Hermine Berthold addressing a local meeting in Huckelriede district, 30 January 1946

Directly after the war, as she concentrated on making her half destroyed apartment habitable for herself and her surviving son, there was a determination to have nothing more to do with politics, but that quickly weakened and she became a member locally of an all-party ant-fascism association, which in the end was dissolved in December 1945. Bremen had ended up under US military occupation, quickly acquiring great strategic significance as the Cold War unfolded, being the principal transit point in western Germany for the US military. Berthold was persuaded by comrades to rejoin the (no longer banned) Social Democratic Party, re-establishing the Bremen-Hastedt women's section of it. She became a member of the executive committee of the "greater" Bremen women's section of the SPD, now being re-created by Anna Stiegler.
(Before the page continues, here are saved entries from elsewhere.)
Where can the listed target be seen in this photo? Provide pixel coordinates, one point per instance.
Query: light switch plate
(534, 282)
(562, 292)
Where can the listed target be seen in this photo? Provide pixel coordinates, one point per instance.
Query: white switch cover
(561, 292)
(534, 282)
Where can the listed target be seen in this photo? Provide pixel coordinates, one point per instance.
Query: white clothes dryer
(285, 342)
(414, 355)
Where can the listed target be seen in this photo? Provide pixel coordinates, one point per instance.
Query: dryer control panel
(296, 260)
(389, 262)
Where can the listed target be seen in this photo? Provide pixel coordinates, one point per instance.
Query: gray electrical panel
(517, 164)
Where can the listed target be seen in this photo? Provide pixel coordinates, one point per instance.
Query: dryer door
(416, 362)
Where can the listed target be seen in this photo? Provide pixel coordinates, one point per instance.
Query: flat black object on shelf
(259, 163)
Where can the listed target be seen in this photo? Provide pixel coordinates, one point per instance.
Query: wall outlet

October 1946 saw the first free elections to the now re-instated Bremen parliament ("Bremische Bürgerschaft") in sixteen years. On 16 October 1946 Berthold was elected to the assembly, remaining a member till 1959. In her "candidate leaflet" she presented herself as a woman who, as a factory worker, had "up close experience" of the class antagonisms in the capitalist system, and undertook to stand up, in particular, for working class voters. As a postwar parliamentarian she was a member of the groups dealing with nutrition, agriculture, labour and restitution. Colleagues found her diligent and reliable, but also quiet, preferring behind the scenes work to making speeches to the full. assembly.

Berthold also resumed her involvement in the local Consumers' co-operative movement, now on the supervisory board, working closely with Käthe Popall, her Communist friend from their time in prison together. She continued her co-operative work long after she retired, at the age of 63, from membership of the Bremen parliament.